About three weeks ago, Dana saw a change of heart, she said, as she prepared to be discharged from Walter Reed Army Medical Center. She was called to the Pentagon, and Gen. T. Michael Moseley hinted that she and Rex might be together again after all. Later that day, she received a phone call with the news that Rex could join her while she was on leave to see her family in Pennsylvania.

"I was shocked," she said, but she tried not to get her hopes up.

Air Force officials said that as family, friends and members of Congress weighed in on Dana's behalf, Moseley, who was to become the Air Force's new chief of staff, took a strong interest. His view, Holmes said, was that "she's a wounded warrior. They went through this together; they need to heal together."

Dana said it was hard to imagine life without Rex.

A friend brought the dog to see her in the hospital as soon as Dana was out of intensive care. When she heard them coming in the hallway, she whistled -- and Rex made a rush for her, leaping into her bed and tangling himself in her intravenous tubes.

"I just wanted to touch him and pet him and feel him and know he was okay," she said.

Before Iraq, Dana and Rex had been deployed to Pakistan for six months in 2004, sharing a tent and together "24-7," Dana said. Although Rex is skilled at detecting explosives, he is not as aggressive as many of his counterparts, she said -- not naturally inclined to "run after someone and grab ahold of him."

Especially in hostile zones, "you want him to be ready to bite someone," she said. "I never knew if my dog would."

Still, Dana said she was happy to have him in Iraq. They were together on Humvee missions, on walking patrols, at night amid the sound of incoming mortars.

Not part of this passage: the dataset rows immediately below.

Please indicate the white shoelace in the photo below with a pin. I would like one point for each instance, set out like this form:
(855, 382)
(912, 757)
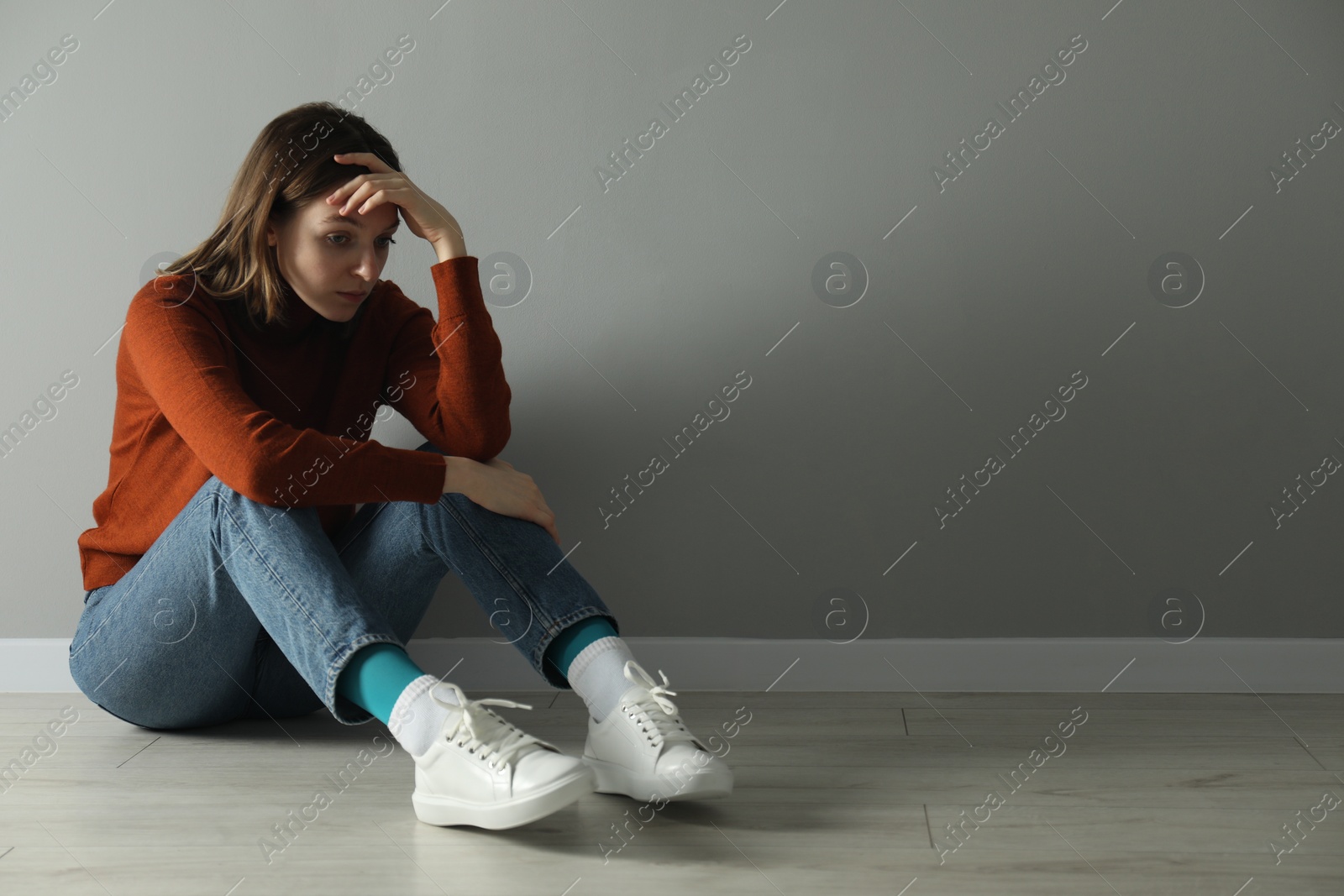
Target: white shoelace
(484, 732)
(655, 714)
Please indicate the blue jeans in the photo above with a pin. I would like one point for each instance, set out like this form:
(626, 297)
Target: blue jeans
(242, 610)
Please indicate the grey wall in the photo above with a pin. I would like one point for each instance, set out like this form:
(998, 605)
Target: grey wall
(1146, 510)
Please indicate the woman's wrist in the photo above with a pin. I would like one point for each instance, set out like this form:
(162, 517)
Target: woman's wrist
(449, 248)
(457, 473)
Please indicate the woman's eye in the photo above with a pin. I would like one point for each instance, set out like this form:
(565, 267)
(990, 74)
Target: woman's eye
(343, 237)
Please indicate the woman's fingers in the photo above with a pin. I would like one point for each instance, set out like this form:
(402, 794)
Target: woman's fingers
(363, 195)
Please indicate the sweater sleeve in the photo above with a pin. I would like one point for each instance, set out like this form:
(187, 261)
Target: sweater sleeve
(187, 367)
(447, 378)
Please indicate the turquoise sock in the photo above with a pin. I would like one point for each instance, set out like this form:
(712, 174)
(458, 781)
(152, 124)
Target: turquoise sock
(570, 642)
(375, 678)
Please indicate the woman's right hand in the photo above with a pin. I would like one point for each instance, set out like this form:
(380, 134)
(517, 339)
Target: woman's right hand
(497, 486)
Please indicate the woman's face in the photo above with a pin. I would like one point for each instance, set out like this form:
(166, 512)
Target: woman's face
(323, 254)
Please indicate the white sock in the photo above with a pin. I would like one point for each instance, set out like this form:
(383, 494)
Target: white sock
(598, 674)
(417, 719)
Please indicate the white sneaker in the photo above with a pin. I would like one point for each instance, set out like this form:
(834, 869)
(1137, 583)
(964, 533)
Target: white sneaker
(484, 772)
(643, 748)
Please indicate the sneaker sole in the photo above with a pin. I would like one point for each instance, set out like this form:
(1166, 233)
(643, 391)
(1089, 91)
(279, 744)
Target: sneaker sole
(618, 779)
(445, 812)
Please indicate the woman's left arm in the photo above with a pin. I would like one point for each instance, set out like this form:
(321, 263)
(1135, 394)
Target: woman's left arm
(447, 378)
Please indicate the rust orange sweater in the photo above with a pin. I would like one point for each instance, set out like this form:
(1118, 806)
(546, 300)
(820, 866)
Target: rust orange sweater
(282, 414)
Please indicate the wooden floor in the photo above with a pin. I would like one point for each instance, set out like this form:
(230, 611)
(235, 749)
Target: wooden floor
(837, 793)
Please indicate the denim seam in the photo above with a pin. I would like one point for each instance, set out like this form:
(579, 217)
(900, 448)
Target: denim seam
(273, 574)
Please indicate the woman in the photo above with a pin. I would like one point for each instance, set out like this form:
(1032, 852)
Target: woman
(230, 575)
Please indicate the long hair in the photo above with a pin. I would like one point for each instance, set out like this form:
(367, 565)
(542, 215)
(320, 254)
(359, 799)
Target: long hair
(289, 164)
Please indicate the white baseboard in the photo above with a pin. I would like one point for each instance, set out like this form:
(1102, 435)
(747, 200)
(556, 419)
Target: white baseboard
(1203, 665)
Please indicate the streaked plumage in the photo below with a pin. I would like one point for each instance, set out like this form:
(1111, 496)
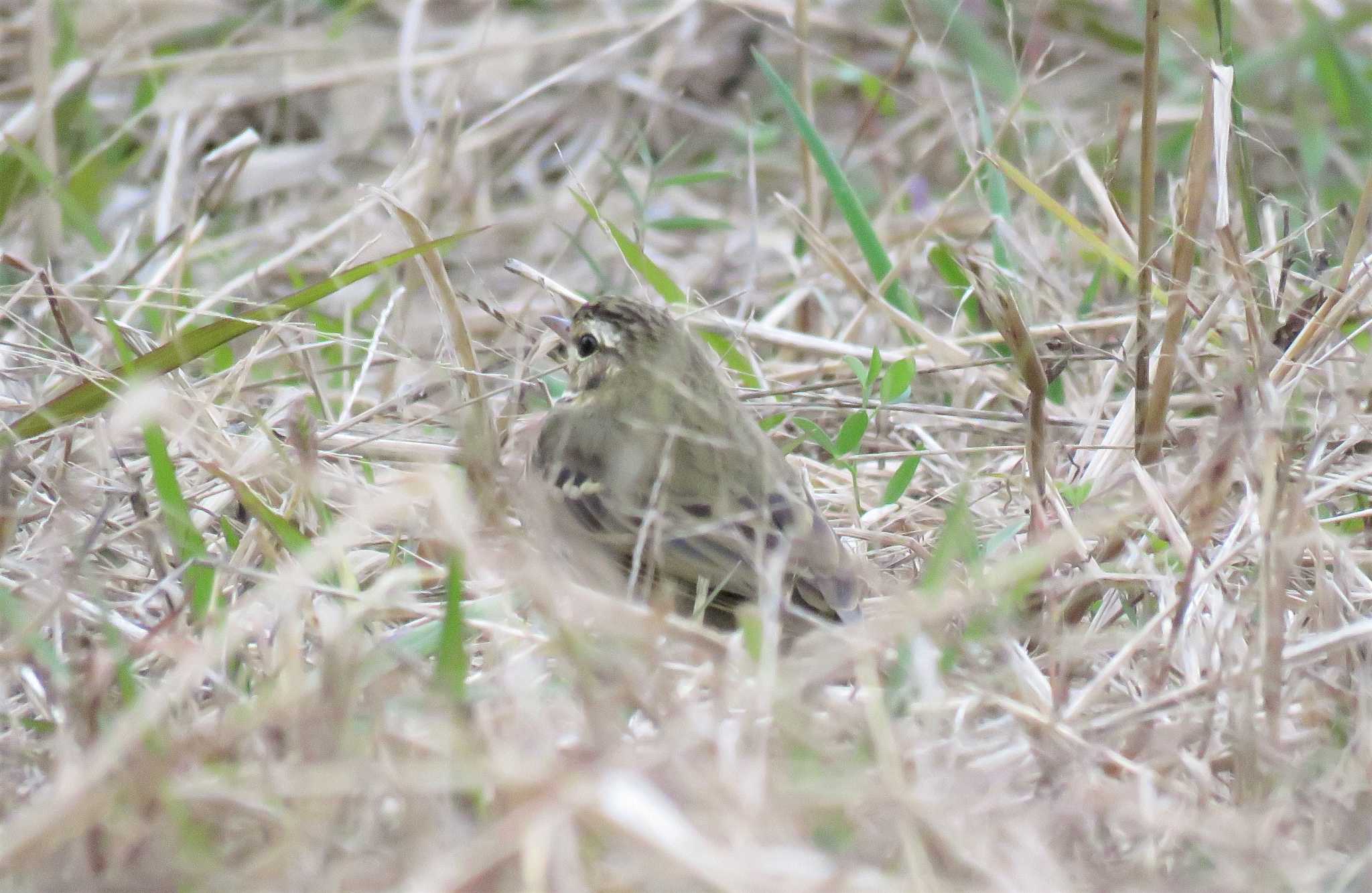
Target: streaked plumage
(649, 431)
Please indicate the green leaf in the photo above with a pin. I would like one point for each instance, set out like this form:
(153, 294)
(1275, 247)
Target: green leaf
(858, 369)
(176, 514)
(851, 433)
(873, 368)
(700, 176)
(899, 482)
(91, 395)
(751, 623)
(670, 224)
(818, 435)
(772, 421)
(453, 661)
(844, 196)
(72, 209)
(636, 258)
(1075, 494)
(949, 268)
(1089, 298)
(895, 386)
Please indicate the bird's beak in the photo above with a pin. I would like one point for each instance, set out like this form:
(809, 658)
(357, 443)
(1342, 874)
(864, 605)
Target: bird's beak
(561, 327)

The idea of going to war had been hers. "I had begged for it," she said. "I wanted to deploy. . . . You want to feel like you're a part of it, not watching it on TV." She has no second thoughts, even after nearly losing her life. "I just regret I wasn't there longer," she said. Her injury came three weeks into her deployment.

A farm girl from Pennsylvania who joined the military right out of high school, Dana became part of the Air Force police forces eight years ago and later specialized as a bomb-dog handler. Her husband, Michael, is also in the Air Force.

Now, with her life entirely changed, she plans to become a veterinarian -- and she wants Rex to be with her. "I'm waiting to see what happens," she said. It is hard to count on the legislative efforts, "until I have it in writing that he's mine."